Scottish clan


A Scottish clan from Gaelic , literally 'children', more broadly 'kindred' is the kinship corporation among a Scottish people. Clans dispense a sense of dual-lane up identity & descent to members, together with in innovative times develope an official format recognised by the Court of the Lord Lyon, which regulates Scottish heraldry and coats of arms. almost clans form their own tartan patterns, normally dating from the 19th century, which members may incorporate into kilts or other clothing.

The modern image of clans, each with their own tartan and particular land, was promulgated by the Scottish author Sir Walter Scott after influence by others. Historically, tartan designs were associated with Lowland and Highland districts whose weavers tended to produce cloth patterns favoured in those districts. By process of social evolution, it followed that the clans/families prominent in a particular district would wear the tartan of that district, and it was but a short step for that community to become described by it.

Many clans have their own clan chief; those that do non are asked as armigerous clans. Clans loosely identify with geographical areas originally controlled by their founders, sometimes with an ancestral castle and clan gatherings, which form a regular part of the social scene. The nearly notable clan event of recent times was The Gathering 2009 in Edinburgh, which attracted at least 47,000 participants from around the world.

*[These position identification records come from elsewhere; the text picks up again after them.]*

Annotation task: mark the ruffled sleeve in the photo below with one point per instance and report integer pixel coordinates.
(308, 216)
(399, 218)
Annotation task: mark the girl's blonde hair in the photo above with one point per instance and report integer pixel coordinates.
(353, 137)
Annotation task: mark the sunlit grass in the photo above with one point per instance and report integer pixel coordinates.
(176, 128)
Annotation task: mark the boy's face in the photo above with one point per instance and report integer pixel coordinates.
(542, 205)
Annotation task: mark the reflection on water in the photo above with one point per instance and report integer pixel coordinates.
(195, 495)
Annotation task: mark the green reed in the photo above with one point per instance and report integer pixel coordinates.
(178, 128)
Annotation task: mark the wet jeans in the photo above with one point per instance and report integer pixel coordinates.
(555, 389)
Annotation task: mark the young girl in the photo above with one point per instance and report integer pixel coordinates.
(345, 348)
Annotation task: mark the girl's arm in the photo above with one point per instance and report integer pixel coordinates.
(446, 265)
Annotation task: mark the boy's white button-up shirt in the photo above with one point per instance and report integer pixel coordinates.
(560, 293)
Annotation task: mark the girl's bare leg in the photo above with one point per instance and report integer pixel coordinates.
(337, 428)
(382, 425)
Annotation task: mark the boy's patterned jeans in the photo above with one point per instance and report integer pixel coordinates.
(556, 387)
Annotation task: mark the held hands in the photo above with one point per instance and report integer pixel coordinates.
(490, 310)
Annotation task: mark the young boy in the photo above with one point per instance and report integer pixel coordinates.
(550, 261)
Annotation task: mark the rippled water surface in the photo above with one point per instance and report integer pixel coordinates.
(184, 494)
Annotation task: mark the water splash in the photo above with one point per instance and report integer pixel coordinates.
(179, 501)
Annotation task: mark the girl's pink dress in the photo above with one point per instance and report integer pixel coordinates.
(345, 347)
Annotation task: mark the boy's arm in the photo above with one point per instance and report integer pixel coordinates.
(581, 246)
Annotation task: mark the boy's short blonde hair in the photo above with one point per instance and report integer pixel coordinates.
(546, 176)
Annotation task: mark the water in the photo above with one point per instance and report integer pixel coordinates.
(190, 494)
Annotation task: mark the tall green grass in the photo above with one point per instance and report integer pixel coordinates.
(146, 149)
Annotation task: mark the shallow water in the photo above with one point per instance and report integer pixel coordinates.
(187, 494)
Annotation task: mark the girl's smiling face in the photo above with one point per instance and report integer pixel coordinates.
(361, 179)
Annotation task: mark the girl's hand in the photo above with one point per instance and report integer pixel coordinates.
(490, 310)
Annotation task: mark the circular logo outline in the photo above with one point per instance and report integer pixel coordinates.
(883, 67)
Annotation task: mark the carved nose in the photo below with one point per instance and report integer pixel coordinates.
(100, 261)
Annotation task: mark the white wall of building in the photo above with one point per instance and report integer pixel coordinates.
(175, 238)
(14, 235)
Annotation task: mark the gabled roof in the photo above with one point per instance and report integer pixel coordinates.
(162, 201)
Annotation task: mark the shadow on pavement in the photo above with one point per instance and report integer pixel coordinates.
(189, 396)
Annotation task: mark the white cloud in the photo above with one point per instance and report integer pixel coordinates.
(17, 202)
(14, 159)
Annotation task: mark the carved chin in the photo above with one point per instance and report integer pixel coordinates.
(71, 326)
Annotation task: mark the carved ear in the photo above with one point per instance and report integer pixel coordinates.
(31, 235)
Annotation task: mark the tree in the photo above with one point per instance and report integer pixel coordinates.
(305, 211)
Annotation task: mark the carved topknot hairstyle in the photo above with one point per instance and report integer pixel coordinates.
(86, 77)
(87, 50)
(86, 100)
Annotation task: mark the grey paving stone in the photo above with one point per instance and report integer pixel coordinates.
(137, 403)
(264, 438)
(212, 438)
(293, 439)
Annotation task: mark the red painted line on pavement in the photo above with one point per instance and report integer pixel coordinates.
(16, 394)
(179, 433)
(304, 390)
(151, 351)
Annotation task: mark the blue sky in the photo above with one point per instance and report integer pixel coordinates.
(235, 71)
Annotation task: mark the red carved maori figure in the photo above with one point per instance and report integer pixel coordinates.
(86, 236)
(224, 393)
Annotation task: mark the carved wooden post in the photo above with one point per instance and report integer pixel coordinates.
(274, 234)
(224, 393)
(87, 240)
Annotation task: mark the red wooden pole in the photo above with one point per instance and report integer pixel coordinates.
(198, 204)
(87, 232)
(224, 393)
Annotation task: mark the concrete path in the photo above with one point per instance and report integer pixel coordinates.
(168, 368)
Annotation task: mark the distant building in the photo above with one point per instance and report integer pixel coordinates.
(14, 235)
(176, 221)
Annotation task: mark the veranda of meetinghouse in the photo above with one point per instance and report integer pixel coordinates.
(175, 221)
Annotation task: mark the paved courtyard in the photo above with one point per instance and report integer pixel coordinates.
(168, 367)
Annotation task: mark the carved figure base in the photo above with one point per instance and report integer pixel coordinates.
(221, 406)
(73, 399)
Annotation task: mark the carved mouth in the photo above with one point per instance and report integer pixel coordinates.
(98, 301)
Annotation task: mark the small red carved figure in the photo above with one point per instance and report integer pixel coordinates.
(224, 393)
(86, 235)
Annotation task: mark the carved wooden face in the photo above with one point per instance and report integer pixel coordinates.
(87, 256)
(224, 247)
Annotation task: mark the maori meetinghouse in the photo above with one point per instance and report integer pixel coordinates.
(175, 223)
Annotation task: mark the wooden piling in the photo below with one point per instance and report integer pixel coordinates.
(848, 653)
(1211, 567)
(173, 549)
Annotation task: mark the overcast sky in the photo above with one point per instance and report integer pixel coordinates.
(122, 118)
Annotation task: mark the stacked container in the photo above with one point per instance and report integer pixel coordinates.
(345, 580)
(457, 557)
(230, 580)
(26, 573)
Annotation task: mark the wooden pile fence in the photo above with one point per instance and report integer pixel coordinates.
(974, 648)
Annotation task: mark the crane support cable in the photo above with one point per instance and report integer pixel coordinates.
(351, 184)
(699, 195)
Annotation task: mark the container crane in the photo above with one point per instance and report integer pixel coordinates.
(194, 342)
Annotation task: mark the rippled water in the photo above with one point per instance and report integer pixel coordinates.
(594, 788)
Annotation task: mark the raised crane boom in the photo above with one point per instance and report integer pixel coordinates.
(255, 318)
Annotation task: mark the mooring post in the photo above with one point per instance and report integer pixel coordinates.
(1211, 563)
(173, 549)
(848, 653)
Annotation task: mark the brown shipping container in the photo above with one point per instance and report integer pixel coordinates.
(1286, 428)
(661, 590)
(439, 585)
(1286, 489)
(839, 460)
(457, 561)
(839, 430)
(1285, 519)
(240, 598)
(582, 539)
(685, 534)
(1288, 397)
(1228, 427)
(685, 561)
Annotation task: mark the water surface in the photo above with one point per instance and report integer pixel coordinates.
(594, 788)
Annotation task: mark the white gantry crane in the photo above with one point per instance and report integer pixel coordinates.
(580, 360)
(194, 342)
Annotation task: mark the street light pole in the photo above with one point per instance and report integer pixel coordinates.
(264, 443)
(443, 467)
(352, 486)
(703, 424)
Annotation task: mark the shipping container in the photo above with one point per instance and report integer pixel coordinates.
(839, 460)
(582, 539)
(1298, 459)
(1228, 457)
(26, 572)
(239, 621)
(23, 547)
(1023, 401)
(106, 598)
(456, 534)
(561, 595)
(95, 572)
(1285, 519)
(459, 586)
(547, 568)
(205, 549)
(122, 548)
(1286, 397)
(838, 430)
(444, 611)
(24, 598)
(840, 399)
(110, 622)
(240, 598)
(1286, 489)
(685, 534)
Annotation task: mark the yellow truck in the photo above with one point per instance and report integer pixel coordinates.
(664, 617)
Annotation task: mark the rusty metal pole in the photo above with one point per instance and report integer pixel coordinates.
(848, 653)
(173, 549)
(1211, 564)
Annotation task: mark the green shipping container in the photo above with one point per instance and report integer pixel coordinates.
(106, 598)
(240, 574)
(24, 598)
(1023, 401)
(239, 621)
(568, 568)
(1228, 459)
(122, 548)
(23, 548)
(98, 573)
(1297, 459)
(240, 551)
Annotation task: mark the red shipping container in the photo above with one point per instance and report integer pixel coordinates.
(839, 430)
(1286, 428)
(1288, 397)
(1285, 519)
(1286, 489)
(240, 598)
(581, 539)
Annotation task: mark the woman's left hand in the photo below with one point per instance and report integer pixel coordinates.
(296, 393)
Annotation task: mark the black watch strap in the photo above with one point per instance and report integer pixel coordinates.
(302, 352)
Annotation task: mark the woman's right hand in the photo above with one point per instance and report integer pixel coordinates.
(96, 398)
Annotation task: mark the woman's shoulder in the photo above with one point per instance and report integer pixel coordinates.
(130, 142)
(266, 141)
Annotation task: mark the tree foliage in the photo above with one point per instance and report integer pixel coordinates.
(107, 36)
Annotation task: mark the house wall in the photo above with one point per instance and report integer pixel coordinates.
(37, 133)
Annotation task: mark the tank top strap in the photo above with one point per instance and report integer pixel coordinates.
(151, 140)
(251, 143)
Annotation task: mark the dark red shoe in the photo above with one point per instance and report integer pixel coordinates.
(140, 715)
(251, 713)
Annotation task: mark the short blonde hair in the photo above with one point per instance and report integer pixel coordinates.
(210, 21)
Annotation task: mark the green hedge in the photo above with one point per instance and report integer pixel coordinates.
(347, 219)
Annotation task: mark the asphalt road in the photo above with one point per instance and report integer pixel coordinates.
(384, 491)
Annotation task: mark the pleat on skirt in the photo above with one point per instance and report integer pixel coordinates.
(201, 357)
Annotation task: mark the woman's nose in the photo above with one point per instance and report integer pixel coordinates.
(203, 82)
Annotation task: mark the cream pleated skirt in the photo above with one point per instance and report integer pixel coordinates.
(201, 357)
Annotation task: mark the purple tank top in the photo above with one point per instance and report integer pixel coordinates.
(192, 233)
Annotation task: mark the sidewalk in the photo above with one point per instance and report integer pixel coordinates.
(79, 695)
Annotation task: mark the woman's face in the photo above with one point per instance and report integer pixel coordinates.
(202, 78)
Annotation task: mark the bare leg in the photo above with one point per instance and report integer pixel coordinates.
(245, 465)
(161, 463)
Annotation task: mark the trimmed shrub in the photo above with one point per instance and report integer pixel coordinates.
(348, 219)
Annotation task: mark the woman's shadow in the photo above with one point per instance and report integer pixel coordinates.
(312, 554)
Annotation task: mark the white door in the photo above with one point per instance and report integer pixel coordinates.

It is a common misconception that every grown-up who bears a clan's name is a lineal descendant of the chiefs. numerous clansmen, although not related to the chief, took the chief's surname as their own either to show solidarity or to obtain basic security system or for much needed sustenance. Most of the followers of the clan were tenants, who supplied labour to the clan leaders. Contrary to popular belief, the ordinary clansmen rarely had any blood tie of kinship with the clan chiefs, but they sometimes took the chief's surname as their own when surnames came into common use in the sixteenth and seventeenth centuries. Thus, by the eighteenth century the myth had arisen that the whole clan was descended from one ancestor, perhaps relying on Scottish Gaelic originally having a primary sense of 'children' or 'offspring'.

Lowland clans


An act of the Scottish Parliament of 1597 talks of the "Chiftanis and chieffis of any clannis ... duelland in the hielands or bordouris". It has been argued that this vague phrase describes Borders families as clans. The act goes on to list the various Lowland families, including the Maxwells, Johnstones, Carruthers, Turnbulls, and other famous Border Reivers' names. Further, Sir George MacKenzie of Rosehaugh, the Lord Advocate Attorney General writing in 1680, said: "By the term 'chief' we call the instance of the sort from the word chef or head and in the Irish [Gaelic] with us the chief of the family is called the head of the clan". In summarizing this material, Sir Crispin Agnew of Lochnaw Bt wrote: "So it can be seen that all along the words chief or head and clan or family are interchangeable. this is the therefore quite correct to talk of the MacDonald family or the Stirling clan." The conception that Highlanders should be referenced as clans while the Lowlanders should be termed as families was merely a 19th-century convention. Although Gaelic has been supplanted by English in the Scottish Lowlands for nearly six hundred years, it is for acceptable to refer to Lowland families, such as the Douglases as "clans".

The Lowland Clan MacDuff are described specifically as a "clan" in legislation of the Scottish Parliament in 1384.